EUA. Farmacêuticas norte-americanas limitam venda e entrega de pílulas do dia seguinte

por Andreia Martins - RTP
Andrew Kelly - Reuters

A farmacêutica norte-americana CVS anunciou na segunda-feira a imposição de um limite de venda de pilulas do dia seguinte para evitar uma situação de eventual escassez do fármaco. Já a Walgreens indicou que vai deixar de entregar o método contracetivo em casa dos clientes de forma temporária. As decisões das duas farmacêuticas surgem dias depois do Supremo Tribunal dos Estados Unidos ter revogado o direito ao aborto.

Perante o aumento da procura, pelo menos duas farmacêuticas norte-americanas estão a limitar a venda e a entrega da pílula do dia seguinte. A farmacêutica CVS marcou como limite máximo a compra de três pílulas do dia seguinte por transação para evitar a escassez do fármaco nas lojas.

Afirmam que há ainda “grandes stocks”, mas que “para assegurar um acesso justo e disponibilização permanente nas lojas, limitamos temporariamente a três” o número de caixas que podem ser adquiridas por transação.
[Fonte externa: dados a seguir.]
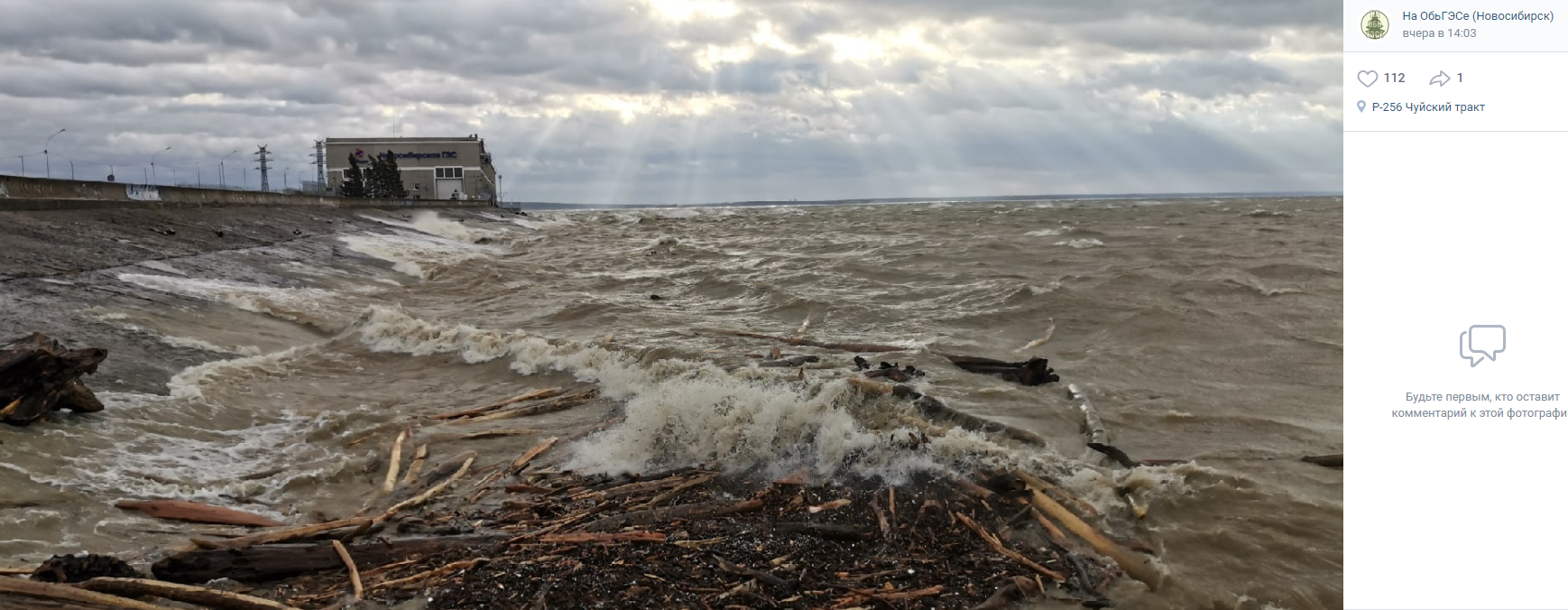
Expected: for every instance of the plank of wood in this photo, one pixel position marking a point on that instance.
(197, 513)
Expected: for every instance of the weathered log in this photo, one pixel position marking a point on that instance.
(1334, 461)
(182, 593)
(615, 537)
(1115, 455)
(430, 493)
(394, 463)
(416, 465)
(1051, 328)
(560, 403)
(433, 573)
(78, 568)
(807, 342)
(544, 393)
(197, 513)
(996, 544)
(936, 410)
(353, 569)
(690, 512)
(501, 431)
(1030, 372)
(272, 561)
(673, 493)
(828, 531)
(532, 454)
(1136, 567)
(761, 576)
(40, 375)
(292, 533)
(38, 595)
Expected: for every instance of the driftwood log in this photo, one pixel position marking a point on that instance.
(1030, 372)
(1334, 461)
(40, 375)
(29, 595)
(197, 513)
(936, 410)
(270, 561)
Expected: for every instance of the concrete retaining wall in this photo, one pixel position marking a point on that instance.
(35, 193)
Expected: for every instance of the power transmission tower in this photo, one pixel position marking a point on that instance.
(261, 157)
(320, 167)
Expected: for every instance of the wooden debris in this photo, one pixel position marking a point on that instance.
(182, 593)
(48, 595)
(394, 463)
(197, 513)
(1051, 328)
(40, 375)
(764, 578)
(562, 403)
(503, 431)
(618, 537)
(828, 531)
(1030, 372)
(291, 533)
(690, 512)
(535, 452)
(1334, 461)
(272, 561)
(353, 569)
(430, 493)
(1136, 567)
(673, 491)
(996, 544)
(80, 568)
(807, 342)
(544, 393)
(429, 574)
(416, 465)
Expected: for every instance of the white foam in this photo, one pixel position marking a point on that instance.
(418, 254)
(180, 457)
(308, 306)
(159, 265)
(684, 412)
(1081, 244)
(189, 383)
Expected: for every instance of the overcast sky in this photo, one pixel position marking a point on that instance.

Por sua vez, a Walgreens, outra grande cadeia de farmácias, disse na segunda-feira que as pílulas do dia seguinte continuam disponíveis nas lojas e que as compras ainda não estão a ser limitadas. No entanto, a empresa tomou a decisão de interromper temporariamente a entrega destes medicamentos ao domicílio.

“A Walgreens continua a conseguir responder à procura nas lojas, estamos a trabalhar para reabastecer o stock online para o envio ao domicílio”, afirmou um porta-voz do grupo ao New York Times.

Por sua vez, a cadeia de supermercados Kroger reconheceu que o stock de pílulas do dia seguinte está nesta altura reduzido e o site da Amazon, que também vende online vários métodos contracetivos de emergência, continua a disponibilizar os mesmos, mas indica que grande parte das entregas só serão possíveis na segunda quinzena de julho.

De acordo com NYT, a venda destes métodos contracetivos já tinha aumentado significativamente desde o início de maio, quando a imprensa norte-americana difundiu o projeto de lei dos juízes do Supremo Tribunal para revogar a lei Roe vs. Wade.

Agora, com a materialização da revogação o direito ao aborto na última sexta-feira, é esperado um novo pico na procura destes métodos contracetivos. A pílula do dia seguinte é diferente das drogas abortivas, que terminam a gravidez, e deve ser tomada dias após uma relação sexual desprotegida de forma a prevenir a fecundação.

Nos Estados Unidos, existem dois tipos de pílula do dia seguinte: a “Plan B”, que está disponível em farmácias e drogarias, e a “Ella”, que requer uma prescrição médica e pode ter efeito até cinco dias após o contacto sexual. Estas pílulas, métodos contracetivos de emergência são distintas das pílulas abortivas, usadas em mais de metade dos abortos recentes nos Estados Unidos, e que também tiveram um aumento exponencial de procura desde sexta-feira.

Ao contrário do aborto, a utilização de métodos contracetivos como este continua a ser legal nos Estados Unidos, mas vários especialistas alertam que os legisladores poderão aproveitar a proibição do aborto para limitar o acesso a métodos contracetivos.

De acordo com o instituto Guttmacher, vários estados norte-americanos permitem que médicos ou farmacêuticos se recusem a prescrever ou entregar contracetivos aos utentes.

Clarence Thomas, juiz conservador do Supremo Tribunal norte-americano, defendeu aquando da própria argumentação que reverte a lei Roe vs. Wade que os magistrados devem agora reconsiderar “todos os precedentes substantivos” decididos por aquela corte.

Menciona, especificamente, o caso Griswold vs. Connecticut, de 1965, que declarou como inconstitucional a proibição de contracetivos, ou a lei Obergefell vs. Hodges, em 2015 que estabeleceu o direito ao casamento entre pessoas do mesmo sexo. No entanto, por enquanto, os restantes juízes conservadores do Supremo distanciam-se desta opinião.